After an appellant’s court-appointed counsel files a motion to withdraw on the ground that the appeal is frivolous and fulfills the requirements of Anders, this court is obligated to undertake an independent examination of the record. See Stafford v. State, 813 S.W.2d 503, 511 (Tex. Crim. App. 1991); Mays v. State, 904 S.W.2d 920, 922–23 (Tex. App.—Fort Worth 1995, no pet.). Only then may we grant counsel’s motion to withdraw. See Penson v. Ohio, 488 U.S. 75, 82–83, 109 S. Ct. 346, 351 (1988).
Because Appellant entered an open plea of guilty, our independent review for potential error is limited to potential jurisdictional defects, the voluntariness of Appellant’s plea, error that is not independent of and supports the judgment of guilt, and error occurring after entry of the guilty plea. See Monreal v. State, 99 S.W.3d 615, 620 (Tex. Crim. App. 2003).
We have carefully reviewed counsel’s brief, Appellant’s pro se brief, and the appellate record. We agree with counsel that this appeal is wholly frivolous and without merit; we find nothing in the record that arguably might support any appeal. See Bledsoe v. State, 178 S.W.3d 824, 827–28 (Tex. Crim. App. 2005). Accordingly, we grant counsel’s motion to withdraw and affirm the trial court’s judgment.
PER CURIAM
PANEL: GARDNER, DAUPHINOT, and WALKER, JJ.
DO NOT PUBLISH
Tex. R. App. P. 47.2(b)
DELIVERED: November 23, 2011
[1]See Tex. R. App. P. 47.4.
[2]Appellant was charged with felony DWI based on two prior DWI convictions. See Tex. Penal Code Ann. § 49.09(b)(2) (West Supp. 2011) (providing that DWI is a third-degree felony if it is shown that the defendant was twice previously convicted of DWI offenses).
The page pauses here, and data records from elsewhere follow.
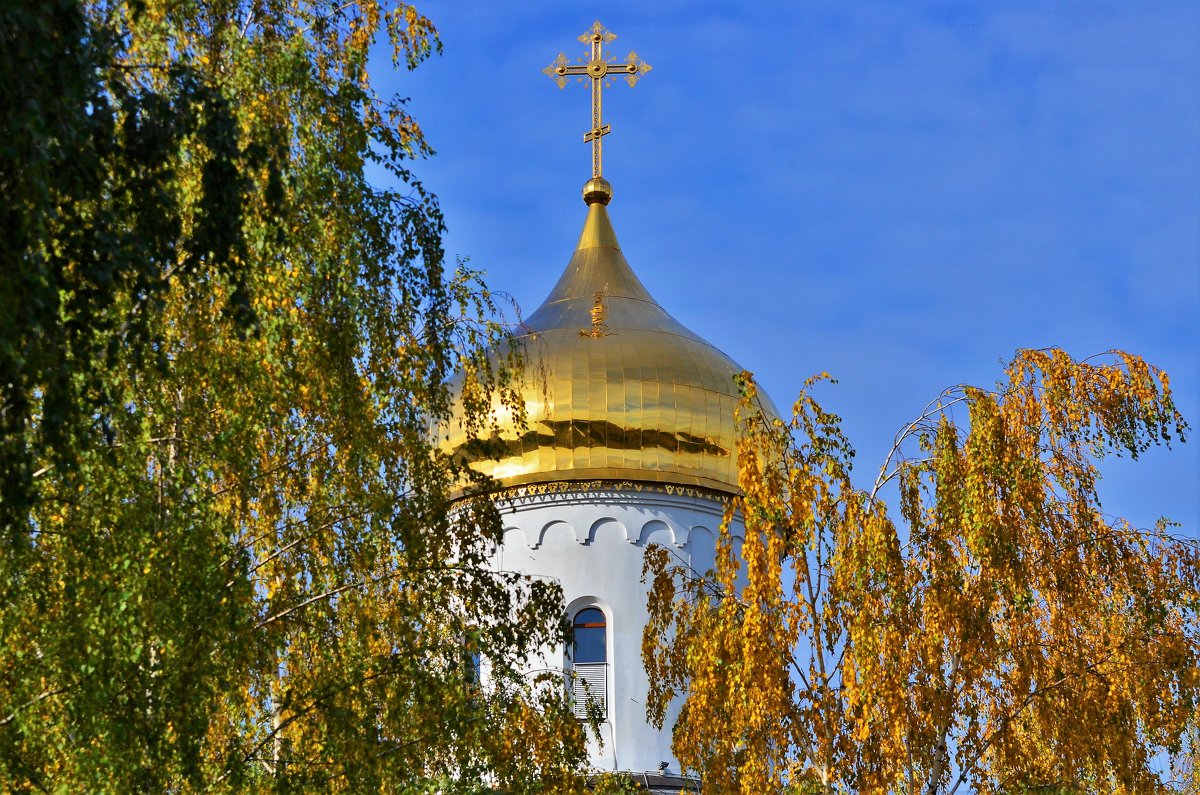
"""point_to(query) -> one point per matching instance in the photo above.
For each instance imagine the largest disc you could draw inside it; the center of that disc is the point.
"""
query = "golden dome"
(615, 388)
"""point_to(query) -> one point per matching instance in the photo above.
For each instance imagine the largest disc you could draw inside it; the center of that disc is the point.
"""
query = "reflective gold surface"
(645, 400)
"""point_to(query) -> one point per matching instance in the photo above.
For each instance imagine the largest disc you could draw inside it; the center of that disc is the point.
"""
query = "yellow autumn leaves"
(1002, 632)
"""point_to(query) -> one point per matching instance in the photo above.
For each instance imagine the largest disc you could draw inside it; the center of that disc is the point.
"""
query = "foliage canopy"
(1008, 635)
(229, 554)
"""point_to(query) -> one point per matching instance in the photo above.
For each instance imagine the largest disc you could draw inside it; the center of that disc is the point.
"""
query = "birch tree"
(1005, 634)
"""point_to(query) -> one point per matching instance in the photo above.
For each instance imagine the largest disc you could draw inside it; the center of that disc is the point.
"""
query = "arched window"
(589, 655)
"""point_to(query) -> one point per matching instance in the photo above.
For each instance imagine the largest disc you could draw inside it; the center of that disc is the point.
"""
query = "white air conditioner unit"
(591, 686)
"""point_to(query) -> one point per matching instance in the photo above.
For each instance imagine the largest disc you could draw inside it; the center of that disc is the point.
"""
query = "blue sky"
(900, 193)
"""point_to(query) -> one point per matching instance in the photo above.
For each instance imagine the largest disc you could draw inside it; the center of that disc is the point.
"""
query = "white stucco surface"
(592, 543)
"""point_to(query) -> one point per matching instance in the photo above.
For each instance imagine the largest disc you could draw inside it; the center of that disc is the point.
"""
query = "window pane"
(589, 645)
(589, 637)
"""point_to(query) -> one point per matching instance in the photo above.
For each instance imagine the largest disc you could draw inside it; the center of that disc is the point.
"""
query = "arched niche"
(606, 530)
(556, 532)
(657, 531)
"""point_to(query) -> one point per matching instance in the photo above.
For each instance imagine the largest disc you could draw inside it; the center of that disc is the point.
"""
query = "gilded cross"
(600, 71)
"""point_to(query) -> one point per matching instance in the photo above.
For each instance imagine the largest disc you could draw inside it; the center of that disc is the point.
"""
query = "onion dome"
(613, 387)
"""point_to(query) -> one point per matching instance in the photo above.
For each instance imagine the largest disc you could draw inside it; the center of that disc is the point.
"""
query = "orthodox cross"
(600, 70)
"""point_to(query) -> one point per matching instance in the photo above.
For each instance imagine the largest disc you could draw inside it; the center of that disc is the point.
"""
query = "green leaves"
(1008, 633)
(232, 560)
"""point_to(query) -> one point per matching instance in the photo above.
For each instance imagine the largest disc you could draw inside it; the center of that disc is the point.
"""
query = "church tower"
(629, 441)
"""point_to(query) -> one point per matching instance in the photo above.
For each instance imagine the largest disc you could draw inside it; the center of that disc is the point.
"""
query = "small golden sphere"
(597, 189)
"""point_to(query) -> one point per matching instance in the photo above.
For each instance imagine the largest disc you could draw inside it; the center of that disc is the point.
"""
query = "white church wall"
(592, 543)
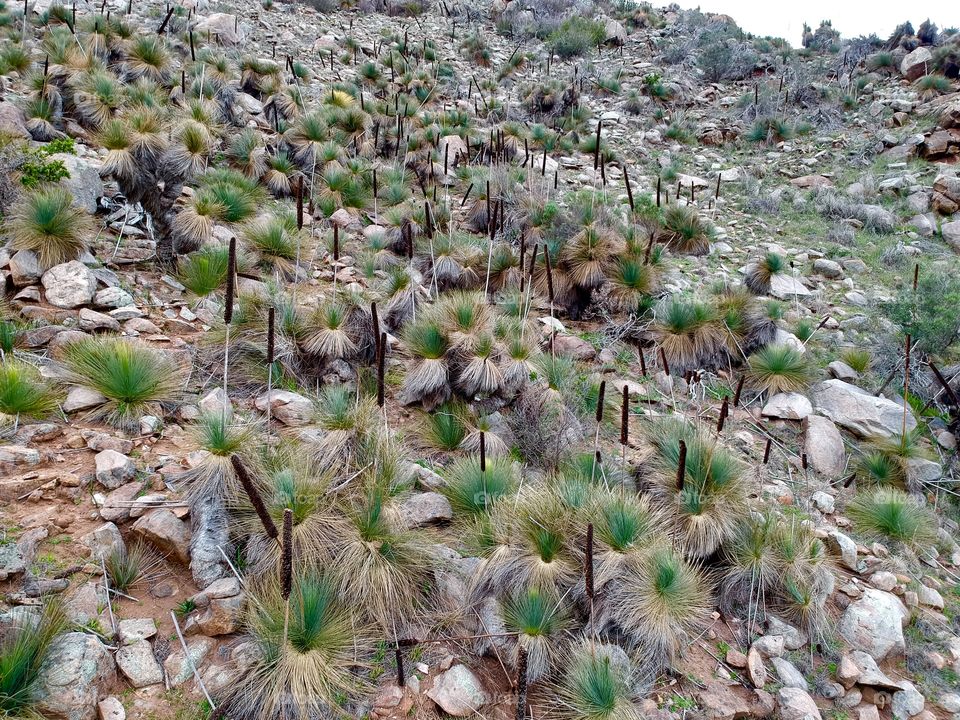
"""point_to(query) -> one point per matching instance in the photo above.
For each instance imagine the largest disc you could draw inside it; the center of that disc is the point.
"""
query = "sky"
(850, 17)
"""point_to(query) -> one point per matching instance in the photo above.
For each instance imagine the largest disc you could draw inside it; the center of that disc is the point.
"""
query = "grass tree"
(134, 379)
(24, 394)
(24, 648)
(46, 223)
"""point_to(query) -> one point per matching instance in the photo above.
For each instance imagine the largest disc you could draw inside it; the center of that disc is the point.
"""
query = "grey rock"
(859, 411)
(138, 664)
(69, 285)
(103, 541)
(114, 469)
(166, 531)
(77, 667)
(789, 675)
(796, 704)
(458, 692)
(288, 407)
(874, 624)
(787, 406)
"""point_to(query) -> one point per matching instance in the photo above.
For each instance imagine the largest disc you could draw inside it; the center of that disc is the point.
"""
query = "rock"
(884, 580)
(874, 624)
(756, 670)
(165, 530)
(787, 287)
(796, 704)
(138, 664)
(424, 509)
(25, 268)
(907, 702)
(180, 667)
(787, 406)
(843, 547)
(288, 407)
(111, 709)
(847, 672)
(84, 182)
(859, 411)
(81, 398)
(916, 64)
(951, 234)
(12, 122)
(823, 501)
(91, 320)
(69, 285)
(575, 347)
(828, 268)
(114, 469)
(458, 692)
(221, 617)
(921, 471)
(135, 630)
(77, 667)
(841, 371)
(789, 675)
(222, 26)
(103, 541)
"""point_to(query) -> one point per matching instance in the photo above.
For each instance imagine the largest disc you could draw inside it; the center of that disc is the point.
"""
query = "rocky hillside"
(581, 360)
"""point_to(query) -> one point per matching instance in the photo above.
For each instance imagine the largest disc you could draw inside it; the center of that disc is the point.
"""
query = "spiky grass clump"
(540, 620)
(887, 514)
(136, 380)
(596, 685)
(24, 395)
(471, 491)
(689, 333)
(445, 428)
(204, 271)
(661, 601)
(24, 647)
(762, 272)
(777, 369)
(132, 565)
(305, 672)
(46, 223)
(708, 507)
(686, 231)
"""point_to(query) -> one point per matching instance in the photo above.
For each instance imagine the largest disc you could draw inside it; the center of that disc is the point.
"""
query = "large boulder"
(458, 692)
(916, 64)
(824, 446)
(858, 411)
(69, 285)
(874, 624)
(78, 667)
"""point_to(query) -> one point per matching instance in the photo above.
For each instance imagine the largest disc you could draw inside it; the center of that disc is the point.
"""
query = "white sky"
(851, 17)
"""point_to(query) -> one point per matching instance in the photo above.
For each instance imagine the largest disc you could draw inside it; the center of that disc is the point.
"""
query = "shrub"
(575, 36)
(778, 368)
(888, 514)
(23, 649)
(23, 393)
(134, 378)
(46, 223)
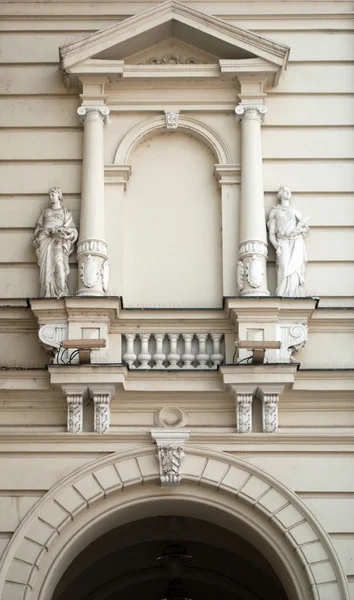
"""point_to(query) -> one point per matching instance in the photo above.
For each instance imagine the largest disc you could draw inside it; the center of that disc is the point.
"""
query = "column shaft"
(253, 252)
(92, 248)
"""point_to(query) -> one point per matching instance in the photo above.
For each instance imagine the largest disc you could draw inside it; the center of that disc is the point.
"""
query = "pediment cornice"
(108, 52)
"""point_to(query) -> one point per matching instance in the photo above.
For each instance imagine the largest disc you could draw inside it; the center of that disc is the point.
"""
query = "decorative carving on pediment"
(173, 59)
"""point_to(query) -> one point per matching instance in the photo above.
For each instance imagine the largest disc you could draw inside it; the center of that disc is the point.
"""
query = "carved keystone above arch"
(185, 123)
(48, 527)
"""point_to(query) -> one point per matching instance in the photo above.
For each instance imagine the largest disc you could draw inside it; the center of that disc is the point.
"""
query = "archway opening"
(172, 255)
(170, 556)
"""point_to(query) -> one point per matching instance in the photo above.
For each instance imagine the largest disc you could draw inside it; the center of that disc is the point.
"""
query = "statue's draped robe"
(292, 259)
(53, 251)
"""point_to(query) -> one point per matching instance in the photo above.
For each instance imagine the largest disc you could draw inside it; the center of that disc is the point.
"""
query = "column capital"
(270, 404)
(94, 113)
(255, 112)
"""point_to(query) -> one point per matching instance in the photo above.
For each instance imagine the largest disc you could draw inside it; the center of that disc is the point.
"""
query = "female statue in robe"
(54, 239)
(287, 232)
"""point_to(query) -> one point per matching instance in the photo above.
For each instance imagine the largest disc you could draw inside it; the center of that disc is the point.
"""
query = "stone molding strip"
(57, 510)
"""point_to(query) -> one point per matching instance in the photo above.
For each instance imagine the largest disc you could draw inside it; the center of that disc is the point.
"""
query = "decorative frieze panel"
(170, 453)
(188, 351)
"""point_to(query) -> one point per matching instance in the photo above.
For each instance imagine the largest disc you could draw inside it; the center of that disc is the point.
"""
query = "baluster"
(144, 357)
(130, 356)
(202, 356)
(159, 357)
(173, 357)
(187, 356)
(216, 356)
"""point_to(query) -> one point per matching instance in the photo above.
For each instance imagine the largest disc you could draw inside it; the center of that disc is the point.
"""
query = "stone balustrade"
(177, 351)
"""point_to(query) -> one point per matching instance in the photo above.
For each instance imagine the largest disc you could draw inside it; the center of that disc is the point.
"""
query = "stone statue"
(54, 239)
(287, 232)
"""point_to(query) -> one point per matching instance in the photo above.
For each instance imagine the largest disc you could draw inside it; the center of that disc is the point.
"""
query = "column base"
(93, 268)
(252, 269)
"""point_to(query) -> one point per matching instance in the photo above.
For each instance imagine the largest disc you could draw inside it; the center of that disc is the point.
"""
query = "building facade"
(177, 382)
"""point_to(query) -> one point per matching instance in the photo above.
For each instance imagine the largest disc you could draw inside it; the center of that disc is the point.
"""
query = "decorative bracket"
(171, 119)
(170, 448)
(102, 396)
(294, 337)
(51, 337)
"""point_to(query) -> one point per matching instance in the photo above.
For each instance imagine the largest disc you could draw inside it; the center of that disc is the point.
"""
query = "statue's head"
(55, 195)
(284, 195)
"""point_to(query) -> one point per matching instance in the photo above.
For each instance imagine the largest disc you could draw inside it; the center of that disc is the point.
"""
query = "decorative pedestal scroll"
(75, 414)
(253, 249)
(170, 447)
(102, 408)
(93, 269)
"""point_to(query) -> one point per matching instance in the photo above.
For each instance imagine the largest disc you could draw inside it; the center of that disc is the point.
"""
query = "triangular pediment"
(173, 52)
(171, 28)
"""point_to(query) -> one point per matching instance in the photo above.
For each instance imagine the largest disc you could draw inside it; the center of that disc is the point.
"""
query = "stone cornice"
(228, 442)
(252, 43)
(44, 311)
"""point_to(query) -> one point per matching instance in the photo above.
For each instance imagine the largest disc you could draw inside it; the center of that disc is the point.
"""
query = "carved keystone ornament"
(170, 448)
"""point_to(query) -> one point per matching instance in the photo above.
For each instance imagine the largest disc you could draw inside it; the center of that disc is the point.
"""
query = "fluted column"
(253, 249)
(92, 248)
(102, 396)
(270, 404)
(74, 402)
(244, 413)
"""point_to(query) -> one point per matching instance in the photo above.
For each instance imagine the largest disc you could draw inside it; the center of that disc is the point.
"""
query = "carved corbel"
(172, 119)
(102, 396)
(51, 337)
(243, 396)
(270, 413)
(294, 337)
(269, 397)
(170, 452)
(74, 400)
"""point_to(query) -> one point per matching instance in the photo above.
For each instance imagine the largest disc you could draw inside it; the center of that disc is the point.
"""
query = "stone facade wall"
(308, 144)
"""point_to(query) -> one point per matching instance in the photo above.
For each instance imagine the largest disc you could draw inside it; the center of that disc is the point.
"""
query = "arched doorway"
(217, 488)
(152, 558)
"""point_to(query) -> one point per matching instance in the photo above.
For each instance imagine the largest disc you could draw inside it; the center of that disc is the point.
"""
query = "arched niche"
(220, 488)
(178, 228)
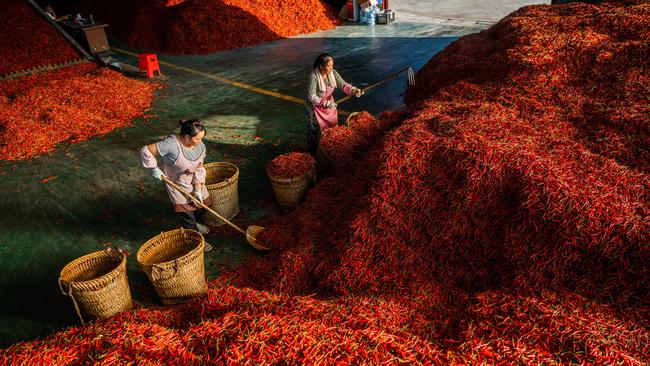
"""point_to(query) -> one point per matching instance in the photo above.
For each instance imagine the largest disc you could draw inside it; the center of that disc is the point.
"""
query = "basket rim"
(307, 174)
(107, 276)
(149, 242)
(226, 181)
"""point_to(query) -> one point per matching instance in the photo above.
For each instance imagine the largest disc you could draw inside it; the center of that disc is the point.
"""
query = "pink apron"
(326, 117)
(183, 174)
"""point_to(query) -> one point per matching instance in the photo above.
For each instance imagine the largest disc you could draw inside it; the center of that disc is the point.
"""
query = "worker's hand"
(157, 173)
(329, 104)
(198, 194)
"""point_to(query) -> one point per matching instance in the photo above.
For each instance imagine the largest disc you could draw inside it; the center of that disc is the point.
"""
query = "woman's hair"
(322, 60)
(191, 127)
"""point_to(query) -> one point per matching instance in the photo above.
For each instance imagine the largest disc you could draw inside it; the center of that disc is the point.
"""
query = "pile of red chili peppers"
(68, 105)
(208, 26)
(27, 40)
(495, 223)
(290, 165)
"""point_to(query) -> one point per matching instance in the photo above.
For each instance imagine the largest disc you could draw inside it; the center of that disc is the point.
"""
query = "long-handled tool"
(251, 230)
(411, 76)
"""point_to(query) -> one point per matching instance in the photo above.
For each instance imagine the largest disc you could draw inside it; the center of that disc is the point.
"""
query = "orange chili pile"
(290, 165)
(208, 26)
(499, 222)
(27, 40)
(66, 106)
[3]Appellant’s potential sentencing range was enhanced from that of a third-degree felony to that of a first-degree felony based on a January 1990 felony conviction for burglary of a habitation and a September 1990 felony conviction for escape. See Tex. Penal Code Ann. § 12.42(d) (West Supp. 2011) (setting sentencing range at twenty-five to life for felony conviction with two prior felony convictions).
[4]In the brief, Counsel presented an “arguable” point of error concerning the admission of two documents but explained in detail why the alleged error is harmless.
[5]Appellant contends in his first point that his sentence was improperly enhanced by using his two prior DWI convictions both to enhance the offense to a third-degree felony and to enhance the punishment range to that of a first-degree felony, but Appellant omits that the State alleged and proved two other prior felonies that were used to enhance his sentence to that of a first-degree felony. Appellant argues in his second point that his twenty-five year sentence is disproportionate, but it is the minimum he could have received under these circumstances. See Tex. Penal Code Ann. § 12.42(d).